Pedagang Satwa Liar Dijerat UU TPPU

Richaldo Y Hariandja
11/2/2017 04:01
Pedagang Satwa Liar Dijerat UU TPPU
(ANTARA/Idhad Zakaria)

RINGANNYA hukuman terhadap pelaku perdagangan tumbuhan dan satwa liar yang dilindungi tidak menimbulkan efek jera pada pelaku.

Oleh karena itu, diperlukan penguatan sanksi hukum untuk mereka yang melakukan tindak pidana tersebut secara berulang-ulang.

Penguatan sanksi yang akan dilakukan pemerintah antara lain dengan menjerat pelaku dengan menggunakan Undang-Undang (UU) Tindak Pidana Pencucian Uang (TPPU).

Pasalnya, Undang-undang Nomor 5 1990 tentang Konservasi Sumber Daya Alam Hayati dan Ekosistemnya yang selama ini digunakan untuk menjatuhkan sanksi kepada para pelaku kejahatan hanya mampu menjerat mereka dengan hukuman dua tahun penjara.

"Hukuman itu tidak memberikan efek jera kepada para pelaku. Pelaku kejahatan yang ditangkap merupakan orang dan jaringan yang sama," kata Sekretaris Direktorat Jenderal Penegakan Hukum Lingkungan Hidup dan Kehutanan (Gakkum) Kementerian Lingkungan Hidup dan Kehutanan (LHK) Kemal Amas, kemarin.

Menurutnya, penggunaan UU TPPU bisa menjerat pelaku dengan hukuman yang lebih berat.

Oleh karena itu, ia mengajak kepolisian, kejaksaan, dan Pusat Pelaporan dan Analisis Transaksi Keuangan (PPATK) untuk merumuskan upaya peningkatan penegakan hukum dengan mendorong penggunaan pasal dalam UU yang mengatur kejahatan pencucian uang itu.

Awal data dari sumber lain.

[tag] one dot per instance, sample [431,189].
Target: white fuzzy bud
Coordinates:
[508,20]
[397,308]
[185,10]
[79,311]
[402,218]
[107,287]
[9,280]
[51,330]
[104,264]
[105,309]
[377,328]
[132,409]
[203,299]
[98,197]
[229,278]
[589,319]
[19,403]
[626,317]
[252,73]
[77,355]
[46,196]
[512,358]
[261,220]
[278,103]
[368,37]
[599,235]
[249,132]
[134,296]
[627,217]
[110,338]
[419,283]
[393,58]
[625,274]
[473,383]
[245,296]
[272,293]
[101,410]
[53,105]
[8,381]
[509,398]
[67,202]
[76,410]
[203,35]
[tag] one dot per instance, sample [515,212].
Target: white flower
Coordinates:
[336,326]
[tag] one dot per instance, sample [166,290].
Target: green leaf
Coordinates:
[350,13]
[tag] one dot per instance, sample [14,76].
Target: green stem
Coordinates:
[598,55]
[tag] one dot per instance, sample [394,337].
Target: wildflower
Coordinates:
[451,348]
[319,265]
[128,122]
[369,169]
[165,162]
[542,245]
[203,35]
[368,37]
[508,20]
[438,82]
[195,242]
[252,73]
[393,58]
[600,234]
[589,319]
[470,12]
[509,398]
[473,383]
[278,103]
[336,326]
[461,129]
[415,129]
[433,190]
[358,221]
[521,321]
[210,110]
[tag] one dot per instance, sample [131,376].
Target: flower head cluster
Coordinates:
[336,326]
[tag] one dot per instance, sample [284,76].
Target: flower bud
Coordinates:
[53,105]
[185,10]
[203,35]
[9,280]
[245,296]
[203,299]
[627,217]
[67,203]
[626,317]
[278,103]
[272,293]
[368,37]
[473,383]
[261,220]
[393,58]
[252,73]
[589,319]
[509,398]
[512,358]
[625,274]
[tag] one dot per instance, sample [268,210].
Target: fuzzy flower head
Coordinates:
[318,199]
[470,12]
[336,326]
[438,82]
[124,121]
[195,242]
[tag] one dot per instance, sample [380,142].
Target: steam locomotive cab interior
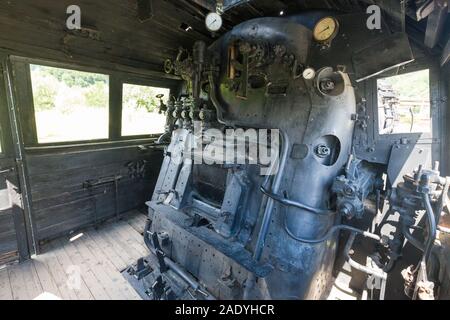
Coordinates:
[204,150]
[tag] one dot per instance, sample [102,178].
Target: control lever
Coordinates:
[5,171]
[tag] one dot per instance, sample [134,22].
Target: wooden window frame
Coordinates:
[22,84]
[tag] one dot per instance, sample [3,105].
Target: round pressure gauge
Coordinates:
[213,22]
[309,73]
[326,29]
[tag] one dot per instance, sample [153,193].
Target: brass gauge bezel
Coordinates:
[322,25]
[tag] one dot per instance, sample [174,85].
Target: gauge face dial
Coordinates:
[309,73]
[326,29]
[213,22]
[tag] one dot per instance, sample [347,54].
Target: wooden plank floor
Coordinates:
[85,267]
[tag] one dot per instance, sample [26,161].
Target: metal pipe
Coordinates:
[214,99]
[330,232]
[416,243]
[443,229]
[370,271]
[267,217]
[431,226]
[296,204]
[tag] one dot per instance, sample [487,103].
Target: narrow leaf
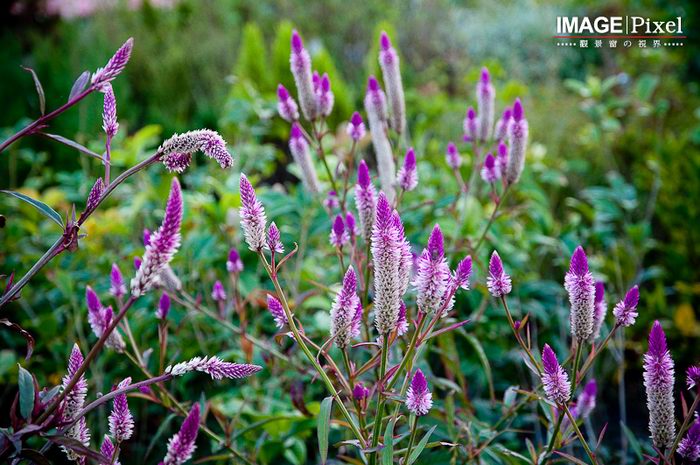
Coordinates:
[324,426]
[41,206]
[26,393]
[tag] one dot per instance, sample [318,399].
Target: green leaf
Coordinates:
[388,451]
[421,445]
[324,426]
[41,206]
[26,393]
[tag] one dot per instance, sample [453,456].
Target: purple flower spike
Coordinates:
[658,381]
[555,380]
[498,282]
[277,312]
[163,244]
[356,127]
[581,288]
[181,446]
[286,106]
[407,177]
[234,263]
[689,447]
[626,310]
[118,287]
[253,217]
[419,399]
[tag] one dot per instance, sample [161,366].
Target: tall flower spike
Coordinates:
[389,62]
[517,139]
[555,380]
[365,199]
[454,160]
[121,421]
[300,62]
[600,309]
[432,274]
[386,258]
[407,177]
[299,148]
[181,446]
[375,106]
[114,66]
[253,219]
[286,106]
[485,97]
[356,127]
[163,245]
[626,310]
[498,282]
[419,399]
[658,381]
[344,309]
[581,288]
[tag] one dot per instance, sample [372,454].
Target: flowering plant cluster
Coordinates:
[397,294]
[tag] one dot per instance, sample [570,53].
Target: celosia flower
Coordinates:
[389,62]
[176,152]
[689,447]
[375,105]
[338,236]
[118,287]
[502,125]
[109,112]
[182,445]
[253,217]
[121,421]
[498,282]
[419,399]
[344,309]
[299,148]
[658,381]
[485,97]
[356,128]
[365,199]
[286,106]
[490,172]
[581,288]
[277,312]
[407,177]
[432,274]
[234,263]
[386,257]
[163,244]
[471,126]
[517,139]
[300,62]
[626,310]
[454,160]
[114,66]
[600,309]
[555,380]
[218,294]
[163,306]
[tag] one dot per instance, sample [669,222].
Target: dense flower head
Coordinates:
[407,177]
[419,399]
[555,380]
[498,282]
[580,285]
[658,381]
[253,219]
[626,310]
[163,244]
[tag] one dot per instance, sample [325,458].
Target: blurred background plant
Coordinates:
[614,164]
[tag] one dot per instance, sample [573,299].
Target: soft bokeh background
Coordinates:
[614,164]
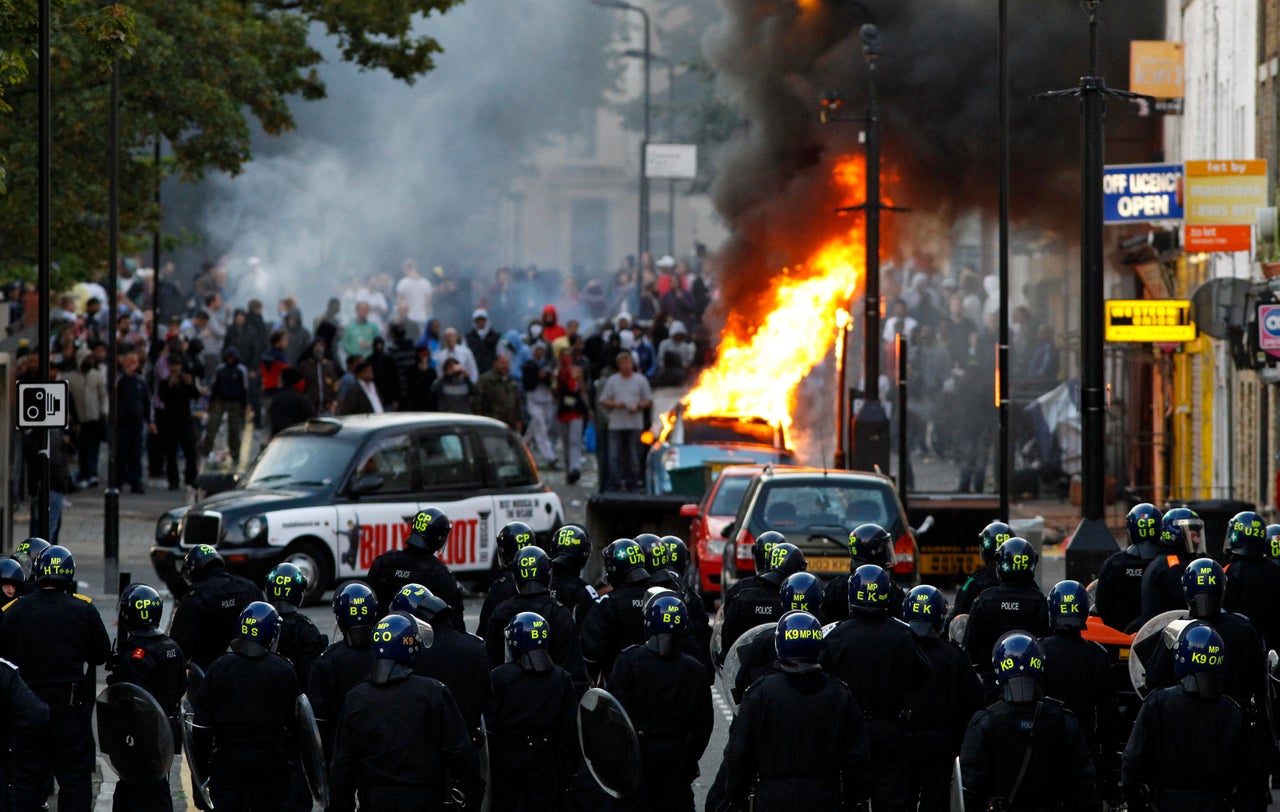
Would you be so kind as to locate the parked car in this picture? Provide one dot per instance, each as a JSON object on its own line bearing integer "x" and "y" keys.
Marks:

Atas wacana tersebut, Beren Rukur Ginting dari PPATK mendukung penerapan UU antipencucian uang dalam kasus perdagangan satwa di Indonesia.

Menurutnya kejahatan satwa bukan lagi kejahatan biasa, melainkan sudah menjadi kejahatan terorganisasi dan juga merupakan kejahatan transaksional lintas negara.

"Kejahatan kehutanan dan lingkungan hidup merupakan salah satu tindak pidana asal yang berisiko tinggi menjadi sumber pendanaan pencucian uang. Kejahatan ini sering kali ditemukan berentetan dengan penipuan, pemalsuan, kekerasan, korupsi, dan pencucian uang," ucap Beren.

Direvisi

Dalam upaya memperberat sanksi terhadap pelaku perdagangan tumbuhan dan satwa liar, pemerintah saat ini mengajukan revisi UU No 5 Tahun 1990.

Setelah UU tersebut direvisi, diharapkan hukuman pidana bagi pelaku kejahatan satwa lebih dari lima tahun penjara dan denda di atas Rp100 juta.

"Saya bisa pastikan nanti hukuman terhadap pelaku akan lebih berat. Saya rasa tahun (UU) ini bisa disahkan," kata Sekjen Kementerian LHK Bambang Hendroyono saat dihubungi secara terpisah.

Di sisi lain, berdasarkan data secara global, 1.000 jagawana terbunuh saat bertugas.

Dari angka itu sekitar 80% dibunuh pemburu, sedangkan sisanya kelompok militan.

Angka itu menunjukkan jagawana perlu pelatihan dan peralatan yang memadai.

Direktur Konservasi WWF-Indonesia Arnold Sitompul dalam keterangan tertulis menyatakan Indonesia memiliki keanekaragaman hayati yang rentan punah.

Oleh karena itu, perlu dijaga secara komprehensif.

Kondisi itu pula yang mendorong gabungan para ahli dan jagawana menerbitkan panduan pelatihan kepada penjaga (ranger) lapangan.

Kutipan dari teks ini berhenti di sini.